Turnout was low at this semester’s Equity Week, a series of daily discussions and lectures advocating social equity.
Equity Week’s final event was empty while students gathered for the nearby Disability Awareness Celebration in front of the Student Center.
Organizers said they were not surprised.
Equity Week organizer Geoffrey Johnson, an English adjunct instructor, urged the remaining students to vote “yes” on Proposition 55 as staff signaled for him to wrap up his speech.
Johnson said he wanted this year’s Equity Week to cover equity issues, including income inequality, mental health and homelessness.
Trustee Humberto Peraza voiced his strong support. Adjunct instructors deserve to be called professors, he said, the same as full-time tenured faculty, because of the amount of work they do.
“They work the same amount as a professor or more, and yet they do not get paid a living wage,” he said. “Before last year (adjunct) professors weren’t getting paid for the office hours that they did just like every other professor on this campus.”
Peraza praised SWC adjuncts for the hard work they do and said many put in hours they are not paid for.
“They were doing (office hours) for free,” he said. “Why? Because they care about the students on this campus and want to make sure that you get a good education.”
Peraza said it is wrong to consider adjuncts as expendable.
“They are taken advantage of for their cheap labor,” he said. “It’s time that we actually stood up for them and (ask) our (state) legislators to help us out.”
Peraza said California’s legislators need to take seriously the issues faced by adjuncts.

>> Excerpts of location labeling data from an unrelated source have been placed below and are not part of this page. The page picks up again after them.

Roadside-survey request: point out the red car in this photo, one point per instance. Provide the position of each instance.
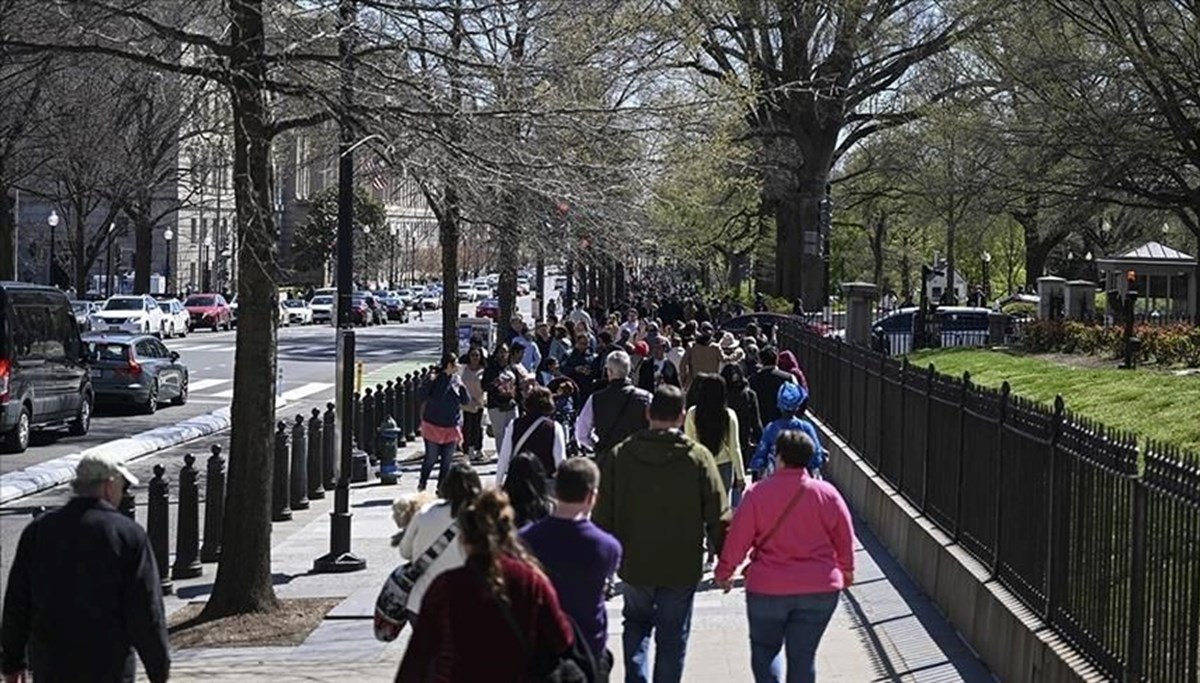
(489, 309)
(209, 311)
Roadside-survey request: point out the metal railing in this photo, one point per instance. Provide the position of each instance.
(1101, 541)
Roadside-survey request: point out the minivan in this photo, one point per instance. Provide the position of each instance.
(45, 381)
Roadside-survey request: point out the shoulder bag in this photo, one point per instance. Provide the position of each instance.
(391, 605)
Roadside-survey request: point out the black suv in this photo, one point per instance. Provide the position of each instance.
(45, 381)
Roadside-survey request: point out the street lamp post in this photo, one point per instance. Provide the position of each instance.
(52, 275)
(168, 235)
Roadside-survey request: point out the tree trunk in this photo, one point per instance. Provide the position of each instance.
(244, 575)
(448, 234)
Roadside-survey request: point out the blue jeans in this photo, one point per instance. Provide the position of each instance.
(666, 612)
(796, 622)
(439, 453)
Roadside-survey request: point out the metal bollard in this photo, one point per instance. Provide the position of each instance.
(369, 423)
(187, 520)
(299, 465)
(316, 442)
(280, 481)
(329, 451)
(214, 507)
(157, 526)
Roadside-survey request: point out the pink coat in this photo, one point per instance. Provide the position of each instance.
(810, 550)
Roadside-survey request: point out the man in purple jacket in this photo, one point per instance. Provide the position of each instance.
(579, 556)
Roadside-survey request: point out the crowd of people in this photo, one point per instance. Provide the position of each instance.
(635, 449)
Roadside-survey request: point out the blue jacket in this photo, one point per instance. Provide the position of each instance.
(766, 450)
(443, 401)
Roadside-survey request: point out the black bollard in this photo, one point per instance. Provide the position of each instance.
(214, 507)
(299, 465)
(316, 442)
(157, 525)
(187, 520)
(367, 443)
(280, 509)
(329, 467)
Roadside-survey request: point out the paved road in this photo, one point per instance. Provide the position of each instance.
(306, 358)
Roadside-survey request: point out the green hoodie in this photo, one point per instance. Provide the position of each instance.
(659, 492)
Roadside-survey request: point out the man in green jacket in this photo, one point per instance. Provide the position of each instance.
(659, 493)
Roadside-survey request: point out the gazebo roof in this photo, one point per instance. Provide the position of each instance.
(1156, 251)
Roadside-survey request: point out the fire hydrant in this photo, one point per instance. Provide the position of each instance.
(389, 473)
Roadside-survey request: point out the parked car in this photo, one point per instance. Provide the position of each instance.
(179, 319)
(210, 311)
(135, 313)
(322, 307)
(43, 369)
(83, 312)
(135, 370)
(299, 311)
(489, 309)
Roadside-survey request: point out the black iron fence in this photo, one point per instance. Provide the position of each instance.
(1098, 538)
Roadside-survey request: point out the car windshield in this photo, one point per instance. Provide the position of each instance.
(123, 305)
(107, 351)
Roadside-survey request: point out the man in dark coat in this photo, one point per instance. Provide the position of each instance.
(83, 589)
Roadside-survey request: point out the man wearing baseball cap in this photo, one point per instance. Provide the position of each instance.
(83, 591)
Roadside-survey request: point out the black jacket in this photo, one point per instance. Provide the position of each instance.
(766, 384)
(83, 591)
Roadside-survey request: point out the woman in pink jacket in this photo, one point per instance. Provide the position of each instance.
(803, 543)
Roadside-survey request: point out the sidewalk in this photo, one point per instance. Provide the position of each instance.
(883, 630)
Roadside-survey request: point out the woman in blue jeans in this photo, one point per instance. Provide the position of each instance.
(442, 399)
(803, 543)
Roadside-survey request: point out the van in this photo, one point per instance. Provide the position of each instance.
(45, 381)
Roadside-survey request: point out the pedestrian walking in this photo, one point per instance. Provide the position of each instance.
(712, 423)
(501, 388)
(477, 618)
(616, 412)
(661, 496)
(472, 375)
(580, 557)
(803, 556)
(442, 400)
(534, 432)
(460, 487)
(84, 591)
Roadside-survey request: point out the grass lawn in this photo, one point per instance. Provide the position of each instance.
(1147, 402)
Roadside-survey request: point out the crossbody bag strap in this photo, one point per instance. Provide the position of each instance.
(779, 522)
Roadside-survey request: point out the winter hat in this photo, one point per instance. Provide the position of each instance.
(791, 396)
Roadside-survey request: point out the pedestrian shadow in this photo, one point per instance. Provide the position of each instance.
(906, 636)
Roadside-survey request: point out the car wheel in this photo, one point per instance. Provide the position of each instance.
(181, 400)
(82, 423)
(151, 405)
(17, 439)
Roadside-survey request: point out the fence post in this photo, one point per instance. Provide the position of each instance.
(1138, 571)
(280, 509)
(958, 455)
(299, 478)
(329, 449)
(316, 459)
(157, 526)
(1060, 409)
(187, 534)
(999, 475)
(214, 507)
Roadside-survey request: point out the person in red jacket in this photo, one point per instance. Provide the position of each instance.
(469, 623)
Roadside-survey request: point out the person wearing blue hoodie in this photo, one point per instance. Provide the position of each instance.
(791, 400)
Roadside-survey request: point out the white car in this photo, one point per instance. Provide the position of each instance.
(299, 311)
(178, 322)
(131, 313)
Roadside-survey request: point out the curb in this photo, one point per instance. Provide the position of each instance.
(52, 473)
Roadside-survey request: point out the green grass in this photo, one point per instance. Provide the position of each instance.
(1147, 402)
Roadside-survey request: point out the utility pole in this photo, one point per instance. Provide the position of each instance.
(340, 558)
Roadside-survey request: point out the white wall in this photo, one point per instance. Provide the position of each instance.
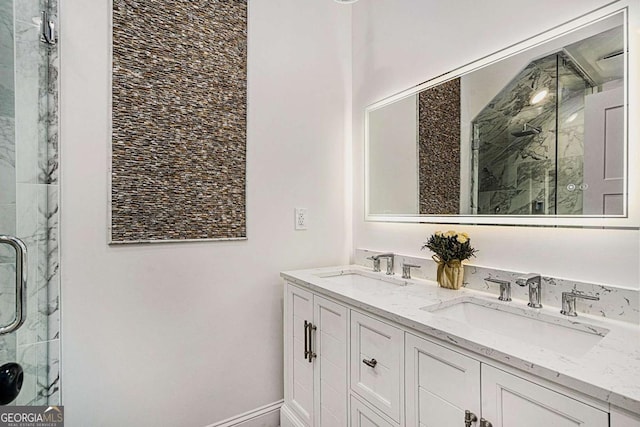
(398, 44)
(189, 334)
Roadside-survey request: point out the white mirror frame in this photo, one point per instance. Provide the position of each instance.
(631, 13)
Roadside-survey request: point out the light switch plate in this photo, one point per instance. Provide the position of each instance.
(301, 218)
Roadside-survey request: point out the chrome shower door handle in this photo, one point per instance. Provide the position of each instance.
(306, 339)
(312, 355)
(21, 283)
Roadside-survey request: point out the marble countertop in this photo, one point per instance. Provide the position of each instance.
(610, 371)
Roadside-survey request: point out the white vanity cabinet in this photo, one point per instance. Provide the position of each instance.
(508, 400)
(376, 364)
(347, 367)
(442, 384)
(316, 348)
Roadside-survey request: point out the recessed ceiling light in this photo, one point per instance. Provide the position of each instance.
(539, 96)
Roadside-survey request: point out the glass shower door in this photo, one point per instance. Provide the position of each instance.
(28, 206)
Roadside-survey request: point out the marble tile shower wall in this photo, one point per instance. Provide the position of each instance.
(29, 207)
(615, 303)
(7, 175)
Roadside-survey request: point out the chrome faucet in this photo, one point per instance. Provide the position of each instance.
(389, 256)
(569, 302)
(376, 263)
(534, 281)
(406, 270)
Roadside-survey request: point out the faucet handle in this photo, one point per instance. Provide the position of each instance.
(569, 302)
(526, 279)
(505, 288)
(406, 270)
(376, 263)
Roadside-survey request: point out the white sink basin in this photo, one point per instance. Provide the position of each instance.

“At our college alone we have 700 part-timers,” he said. “We only have 200 full-timers. We are supposed to be one of the most progressive states in the nation. We are the ones that actually fight for workers, we fight for living wages and you see that all the time out of our legislators. These people work from night to day, traveling from one college to the next just to be able to make a living. Our state needs to recognize that these workers are not just employees of one college, but employees of the state of California, and therefore deserve a living wage. How can our legislators stand up and ridicule corporations and businesses for not paying a living wage when they don’t even pay their own employees a living wage? It’s time for us to ask our leaders these questions and demand that the people that educate our future get paid a living wage.”
ASO President Mona Dibas said minority students also face inequalities.
“As the first Muslim ASO President, (I’m) always under that form of attack of ‘She probably doesn’t know what she’s doing, she comes from a third world country, she has no idea what’s going on in life,’” she said. “People (speak) to me in slower English because they don’t think I understand.”
Dibas said students should not have to worry about discrimination so that they can focus on their education.
Governing Board President Nora Vargas said Latinas still face discrimination.
“English is not my first language,” she said. “So I am very sensitive to when people say things like ‘I don’t really understand what you’re saying,’ or ‘Oh my God, you’re so articulate’ when I have a graduate degree.”
Part-time instructor Carol Stuardo discussed the nation’s recent social and political climate.
“What’s been revealed as of late is that we do not live an equitable society where everyone is treated equally and it needs to change,” she said.
Stuardo described one of her early fights for equity.
“I was four years old and they were trying to pass the Equal Rights Amendment and watching women on TV who wanted equal treatment,” she said. “I decided to get a group of girls together and walk down the street with our shirts off. Boys didn’t have to wear shirts, so why should we?”
CSEA President Andre Harris said black professionals often face double standards.
“I have to be fair to everybody,” he said. “If I’m not fair and (if) I voice my displeasure, I’m the angry black man in the room.”
Harris said college employees must to work together regardless of their job or constituency group.
“My predecessor refused to talk to a board member or even speak to SCEA, but we are all in the same group,” he said. “I think we have a long way to go with our hourlies and our adjuncts, but it’s a process we have to follow. It’s not going to change any time soon, but if we have these discussions maybe things will start to turn.”